The office can take requests in person, by mail, email, or fax. That is helpful when you need the file but cannot get to the courthouse right away. The public access terminals in the lobby are another practical detail. They let you confirm the case before you ask for copies, which can save time. If you are calling ahead, have the case name ready and the approximate filing year if it is an older record.

Wisconsin open records law supports access under Wis. Stat. 19.35. In practice, that means the county can still ask for a clear request, but the file should remain available to inspect or copy unless another rule says no. Eau Claire County's record path keeps that access tied to the clerk office, not a third-party vendor or a broad online guess.

The county law library page reinforces that office structure by pointing to the clerk and sheriff resources together. That is helpful when you are deciding whether the court file or the arrest side is the better next stop. In many searches, you need both. In others, the clerk copy is enough. The point is to keep the request tied to the office that actually holds the record.

For a broader public form path, the Wisconsin courts keep a Circuit Court forms page. That can help when you want to make a written request or need the right form before you contact the clerk. It keeps the process official and keeps the request aligned with the county case file.

Note: Eau Claire County search and copy fees were listed in the research set, so verify the current amount before you submit a mailed or in-person request.

Eau Claire County Felony Records Help

Eau Claire County does not spread the record trail across many offices. The clerk keeps the case file. The state portal gives you the public summary. The law library gives you the county contact map. That is enough to move from a name to a real file without guessing. It also keeps the search local, which matters when you need the office that can actually confirm the record.

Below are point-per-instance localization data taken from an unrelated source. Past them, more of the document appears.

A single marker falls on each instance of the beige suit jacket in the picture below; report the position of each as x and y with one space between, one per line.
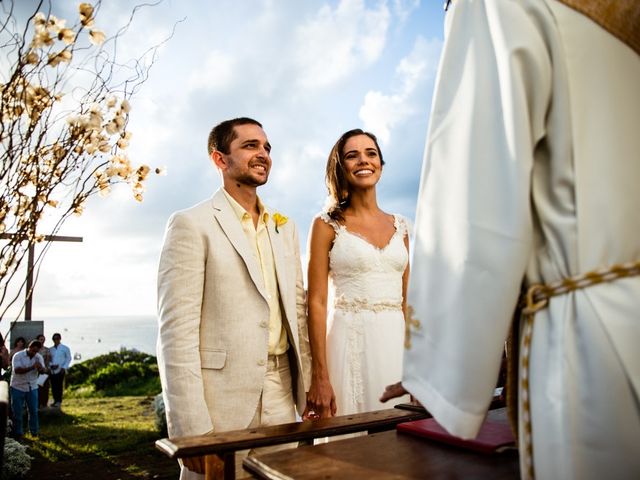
213 319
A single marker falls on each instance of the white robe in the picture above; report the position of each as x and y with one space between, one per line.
532 167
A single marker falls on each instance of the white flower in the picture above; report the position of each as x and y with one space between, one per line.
96 37
67 36
56 58
86 14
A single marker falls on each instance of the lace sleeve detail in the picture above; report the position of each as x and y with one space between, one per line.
328 220
405 226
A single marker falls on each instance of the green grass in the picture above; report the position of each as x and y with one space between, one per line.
103 426
139 387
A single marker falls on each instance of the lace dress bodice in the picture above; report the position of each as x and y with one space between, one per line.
365 324
363 275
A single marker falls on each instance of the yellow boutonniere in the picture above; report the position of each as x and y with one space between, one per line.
279 220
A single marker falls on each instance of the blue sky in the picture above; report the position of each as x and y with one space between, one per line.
308 70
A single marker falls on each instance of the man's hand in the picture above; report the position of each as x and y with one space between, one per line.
205 464
321 401
393 391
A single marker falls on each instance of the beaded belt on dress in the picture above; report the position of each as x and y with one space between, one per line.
537 298
362 304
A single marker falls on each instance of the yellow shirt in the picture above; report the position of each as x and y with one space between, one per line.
260 243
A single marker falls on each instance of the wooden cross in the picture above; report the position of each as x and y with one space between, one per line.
29 290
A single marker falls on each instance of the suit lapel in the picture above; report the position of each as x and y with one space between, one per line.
233 230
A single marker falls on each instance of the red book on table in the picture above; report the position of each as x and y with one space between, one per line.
493 437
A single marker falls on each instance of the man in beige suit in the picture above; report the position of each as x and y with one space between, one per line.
233 345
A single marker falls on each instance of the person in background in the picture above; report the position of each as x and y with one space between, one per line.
43 390
19 344
26 365
60 360
4 355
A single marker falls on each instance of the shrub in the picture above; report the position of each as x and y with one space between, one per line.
79 373
115 374
161 417
16 461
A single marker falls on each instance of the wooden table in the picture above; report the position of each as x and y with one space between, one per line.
225 444
385 455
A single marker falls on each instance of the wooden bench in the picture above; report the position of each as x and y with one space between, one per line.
225 444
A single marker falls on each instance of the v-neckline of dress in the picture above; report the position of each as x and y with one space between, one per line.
368 242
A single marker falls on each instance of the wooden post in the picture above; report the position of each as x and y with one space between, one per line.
28 300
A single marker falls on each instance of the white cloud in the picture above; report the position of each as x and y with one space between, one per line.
216 73
404 8
382 112
338 41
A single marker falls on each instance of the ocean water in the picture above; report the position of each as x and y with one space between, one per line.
89 337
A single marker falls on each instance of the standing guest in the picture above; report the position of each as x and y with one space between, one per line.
365 251
19 344
531 171
26 365
4 355
60 360
232 344
43 390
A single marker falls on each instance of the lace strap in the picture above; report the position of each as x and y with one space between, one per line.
403 225
329 221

The county law library page for Eau Claire County resources is useful because it points you back to the county record offices in one place. If a search feels stuck, go back to that county page and use it as the roadmap. That keeps the search grounded and reduces the odds of wasting time on an outside database that does not have the full file.

Felony records in Wisconsin are retained for 75 years in Eau Claire County, with homicide and sexual assault cases kept permanently. That long retention period makes the public portal useful even when the case is old. It also means a short online entry does not always mean the file is gone. Sometimes the data is just thin, and the clerk office remains the better next stop.

If you are ready to move, start with WCCA, then ask the clerk for the official copy. Keep the request short. Keep the names exact. That is usually enough to get from a public lookup to the record you need.

Note: Eau Claire County searches work best when you confirm the case in WCCA first and then ask the clerk for the official copy.